This page shows how to use the Data Mechanics dashboard in order to monitor your live and recent Spark applications. It assumes that you know how to run a Spark application on Data Mechanics.
Applications list page
The default page of the Data Mechanics dashboard is the applications list page
This page contains a table with a row for every Spark application recently run on the cluster. The information changes whether the app is live or completed.
The common fields are:
- the application name
- the job name
- the status: running, completed or failed
- the start time of the Spark application
- the duration of the Spark application
- the user who launched this application
Completed apps have detailed metrics about resource usage:
- the sum of CPU-hours used by resources provisioned for your Spark executors
- the data read and written from storage
An example for the sum of CPU-hours
If you ran a Spark application where each Spark executor has 3 CPU cores provisioned, and the application ran for exactly one hour and had 10 Spark executors all the time (meaning dynamic allocation was disabled), then this column should read "30 hours".
To compute these metrics, Data Mechanics relies on the Spark events log.

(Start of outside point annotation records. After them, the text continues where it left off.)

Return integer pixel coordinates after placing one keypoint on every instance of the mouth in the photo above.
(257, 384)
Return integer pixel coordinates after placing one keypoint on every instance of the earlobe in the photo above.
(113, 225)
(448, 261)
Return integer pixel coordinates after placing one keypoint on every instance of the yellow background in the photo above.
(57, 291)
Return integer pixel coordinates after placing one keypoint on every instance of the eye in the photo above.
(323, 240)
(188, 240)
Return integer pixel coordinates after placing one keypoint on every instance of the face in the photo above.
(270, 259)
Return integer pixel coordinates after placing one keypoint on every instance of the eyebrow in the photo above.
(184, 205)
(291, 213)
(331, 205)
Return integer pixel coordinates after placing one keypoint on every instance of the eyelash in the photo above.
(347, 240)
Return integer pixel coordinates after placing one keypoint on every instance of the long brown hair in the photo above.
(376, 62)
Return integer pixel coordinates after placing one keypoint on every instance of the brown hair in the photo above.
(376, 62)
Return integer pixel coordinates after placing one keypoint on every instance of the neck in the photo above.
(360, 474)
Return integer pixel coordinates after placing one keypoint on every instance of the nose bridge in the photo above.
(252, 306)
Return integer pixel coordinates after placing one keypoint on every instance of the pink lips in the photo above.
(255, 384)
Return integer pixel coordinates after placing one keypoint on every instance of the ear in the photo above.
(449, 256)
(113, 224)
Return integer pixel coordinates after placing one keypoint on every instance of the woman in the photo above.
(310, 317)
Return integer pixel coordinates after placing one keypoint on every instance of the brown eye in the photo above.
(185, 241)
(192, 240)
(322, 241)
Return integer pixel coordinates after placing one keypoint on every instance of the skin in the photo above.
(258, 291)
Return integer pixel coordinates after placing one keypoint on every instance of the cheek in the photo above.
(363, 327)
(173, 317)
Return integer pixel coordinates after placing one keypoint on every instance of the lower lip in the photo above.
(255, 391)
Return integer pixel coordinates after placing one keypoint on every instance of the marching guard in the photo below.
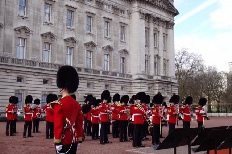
(68, 118)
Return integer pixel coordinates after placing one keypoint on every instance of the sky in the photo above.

We don't have it yet for running applications. So instead, the dashboard displays:
- the number of CPU cores provisioned for your Spark executors
- an action button to kill the Spark application.
When the application finishes, it takes about a minute to compute the detailed metrics.
Clicking on a row takes you to the application page of this application.
This page contains more information about a specific Spark application.
On the top right corner, there is a link to the live Spark UI for running applications and to the Spark History Server for completed applications. Note that the Spark History Server can take a minute to be up.
For running applications, a kill button is available near the Spark UI link.
In the body of the page, the first row of cards gives you important metrics:
- Data read and written from storage
- App duration
- Spark Tasks: the sum of the duration of all the Spark tasks in the app, as reported by Spark in the Spark event logs. This metric represents the total amount of time that CPU cores were effectively used for real work. This metric is used by our pricing.
- CPU Uptime: the sum of CPU-hours used by resources provisioned for your Spark executors
- Efficiency: the ratio of Spark Tasks over CPU Uptime. A low Efficiency means there's wasted compute in your application
Data Mechanics auto-tuning will attempt to increase the Efficiency of your applications while maintaining stability.
The next panel contains the configuration of the Spark application.
This is exactly the same object as the config in the payload returned by the Data Mechanics API when submitting an application with
You can see the source for each configuration option by clicking show sources, to help you differentiate between the configuration you defined, from the one injected by Data Mechanics during the auto-tuning. See the configuration management page for more details on the different sources and their precedence.
The last panel shows a live stream of the Spark driver log for running applications, and a download link when the app is completed.